Dementia is the problem disease that has gone on being a problem. Drug developers have pushed cancer into retreat with immunotherapy medicines. Dementia drug candidates still have one of the highest failure rates in clinical development — 97 per cent according to one study.

Shares in Biogen fell 4.5 per cent on Monday after the website Science reported the early death of an Alzheimer’s disease patient participating in trials of lecanemab. The US biotech has been developing the treatment with Eisai of Japan.

In September, the two companies said results of a late-stage clinical trial showed the experimental drug reduced the rate of cognitive decline in early-stage patients.

Investors responded by bidding up Biogen and Eisai shares by 47 per cent and 66 per cent respectively. Dementia is a Holy Grail for drug companies because it affects more than 55mn people worldwide and costs the global economy $1.3tn.

It has proved difficult to treat. It results from several distinct diseases. Symptoms can emerge a decade or more after onset. This makes it hard to diagnose and to find early-stage patients for drug trials. The slowness of the disease means trials are lengthy and expensive. Drug efficacy is hard to measure for cognition.

Like other Alzheimer drugs, lecanemab targets the build-up of sticky plaques in the brain known as beta amyloid. This is controversial. Critics see little conclusive evidence that treating plaques provides benefits.

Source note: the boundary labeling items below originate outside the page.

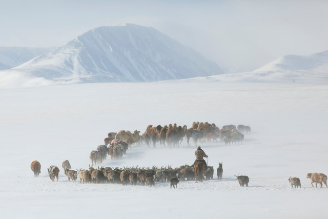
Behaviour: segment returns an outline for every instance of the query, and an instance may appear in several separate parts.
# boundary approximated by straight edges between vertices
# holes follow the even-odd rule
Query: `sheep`
[[[155,187],[155,181],[154,180],[154,177],[148,177],[146,178],[146,182],[147,182],[148,186],[151,187],[152,185],[153,185],[153,186]]]
[[[239,183],[240,187],[243,187],[244,185],[248,187],[248,183],[250,182],[250,179],[247,175],[235,175],[238,180],[238,182]]]
[[[70,164],[70,162],[67,160],[63,162],[61,164],[61,167],[64,169],[64,172],[65,172],[65,170],[66,169],[71,169],[72,167],[71,166],[71,164]],[[66,174],[66,172],[65,172],[65,175]]]
[[[31,163],[31,169],[34,173],[34,177],[38,176],[41,173],[41,165],[38,161],[35,160]]]
[[[219,163],[219,167],[216,169],[216,175],[217,175],[217,180],[222,180],[222,174],[223,173],[223,169],[222,167],[223,163]]]
[[[180,181],[180,176],[177,176],[176,177],[171,178],[171,179],[170,180],[170,182],[171,183],[171,186],[170,188],[172,189],[172,186],[173,187],[173,188],[178,188],[177,185],[178,183],[179,183],[179,181]]]
[[[54,182],[55,181],[55,177],[57,178],[57,182],[58,182],[58,174],[60,171],[59,168],[54,165],[50,166],[50,167],[47,168],[48,170],[48,173],[49,174],[49,177]]]
[[[288,181],[290,183],[291,183],[292,188],[293,188],[293,185],[295,187],[295,188],[296,188],[296,187],[298,188],[299,186],[300,188],[302,188],[301,186],[301,181],[300,181],[299,178],[297,178],[297,177],[290,177],[288,179]]]
[[[72,179],[73,182],[76,181],[76,179],[77,178],[77,172],[75,170],[70,170],[68,168],[66,168],[65,169],[65,175],[67,176],[69,181],[70,179]]]
[[[320,188],[322,188],[322,183],[324,183],[327,187],[327,176],[323,173],[309,173],[306,175],[306,178],[311,179],[311,185],[313,186],[313,183],[316,183],[316,187],[318,188],[317,184],[320,183],[321,185]]]
[[[223,141],[224,141],[224,145],[228,145],[231,143],[231,137],[230,136],[225,136],[223,137]]]

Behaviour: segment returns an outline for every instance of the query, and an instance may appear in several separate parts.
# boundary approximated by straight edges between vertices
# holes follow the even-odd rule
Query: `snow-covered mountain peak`
[[[142,82],[222,73],[218,66],[155,29],[100,27],[14,68],[65,83]]]

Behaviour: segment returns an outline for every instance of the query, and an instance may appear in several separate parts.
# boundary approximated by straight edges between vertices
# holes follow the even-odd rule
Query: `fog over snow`
[[[15,0],[2,3],[0,46],[59,47],[90,29],[151,27],[229,73],[328,49],[328,2]]]
[[[151,83],[101,83],[0,90],[3,103],[0,205],[4,218],[319,218],[328,189],[312,188],[309,172],[328,174],[328,87],[319,83],[253,83],[206,78]],[[87,169],[91,150],[109,132],[193,122],[252,128],[242,144],[199,142],[221,181],[137,185],[68,181],[61,163]],[[191,140],[192,144],[192,141]],[[195,146],[134,145],[121,160],[100,165],[178,167],[191,165]],[[41,164],[39,177],[30,168]],[[60,170],[52,182],[47,168]],[[240,187],[234,175],[250,177]],[[302,188],[292,188],[290,176]]]

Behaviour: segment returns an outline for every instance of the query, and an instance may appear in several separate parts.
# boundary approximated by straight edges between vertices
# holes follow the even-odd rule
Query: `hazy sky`
[[[58,47],[91,29],[152,27],[216,62],[251,71],[328,50],[328,1],[0,0],[0,46]]]

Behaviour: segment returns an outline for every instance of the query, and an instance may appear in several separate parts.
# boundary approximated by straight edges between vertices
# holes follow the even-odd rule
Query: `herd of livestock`
[[[217,141],[218,138],[227,145],[242,142],[244,134],[248,133],[251,133],[251,127],[243,125],[223,126],[221,129],[215,124],[208,122],[194,122],[189,129],[186,125],[177,126],[176,124],[155,127],[150,125],[141,135],[137,130],[133,132],[124,130],[109,132],[104,140],[104,144],[92,150],[90,158],[91,164],[96,165],[101,164],[107,155],[112,159],[121,158],[133,144],[146,144],[148,147],[152,145],[156,147],[159,142],[161,147],[179,147],[183,139],[187,140],[188,147],[191,147],[190,138],[195,146],[199,142]]]
[[[189,140],[192,138],[195,146],[198,141],[217,141],[220,138],[224,141],[225,145],[241,142],[244,139],[244,134],[251,132],[249,126],[239,125],[224,126],[220,129],[214,124],[208,123],[193,123],[191,128],[187,128],[186,126],[177,126],[176,124],[158,125],[153,127],[149,125],[146,131],[141,135],[140,131],[135,130],[133,133],[129,131],[121,130],[117,133],[110,132],[108,137],[104,140],[105,145],[99,146],[96,150],[91,151],[90,158],[91,165],[89,165],[88,169],[74,170],[68,160],[64,161],[62,168],[68,180],[72,180],[76,182],[78,178],[80,183],[111,183],[121,184],[127,185],[131,184],[136,185],[139,184],[149,186],[155,186],[155,183],[170,182],[170,188],[177,188],[180,181],[193,181],[197,176],[194,167],[188,165],[180,166],[173,168],[171,166],[158,168],[153,166],[152,168],[124,167],[124,168],[103,166],[97,169],[93,165],[100,164],[110,155],[112,159],[121,158],[124,154],[126,154],[127,150],[134,144],[146,143],[148,147],[152,143],[153,147],[159,142],[161,147],[179,147],[183,138],[186,137],[187,145],[190,147]],[[221,180],[223,174],[222,163],[219,163],[219,167],[216,169],[216,175],[218,180]],[[34,161],[31,164],[31,169],[34,176],[38,176],[40,173],[41,165],[37,161]],[[53,182],[58,180],[59,169],[56,166],[51,166],[47,168],[50,179]],[[214,169],[213,166],[208,166],[207,169],[202,172],[202,176],[200,179],[213,179]],[[241,187],[248,186],[249,178],[245,175],[235,176]],[[322,183],[327,186],[327,176],[323,173],[309,173],[306,178],[311,180],[311,185],[316,187],[320,184],[320,188]],[[290,177],[288,181],[292,187],[301,187],[299,178]]]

Eisai and Biogen have thus far published only minimal data from the lecanemab trial — although more detailed information will be released this week.

Regulators are unlikely to rush through approval following the botched launch last year of Biogen’s aducanumab, an amyloid-clearing treatment. A report that medical authorities are investigating the deaths of two patients during lecanemab’s trials will increase scepticism.

For investors, there is merit in backing dementia research. With populations ageing in the developed world, a successful treatment would generate big social and financial benefits. However, scientific understanding is needed even for crude binary bets on stocks. Start by reviewing the evidence on amyloid plaques.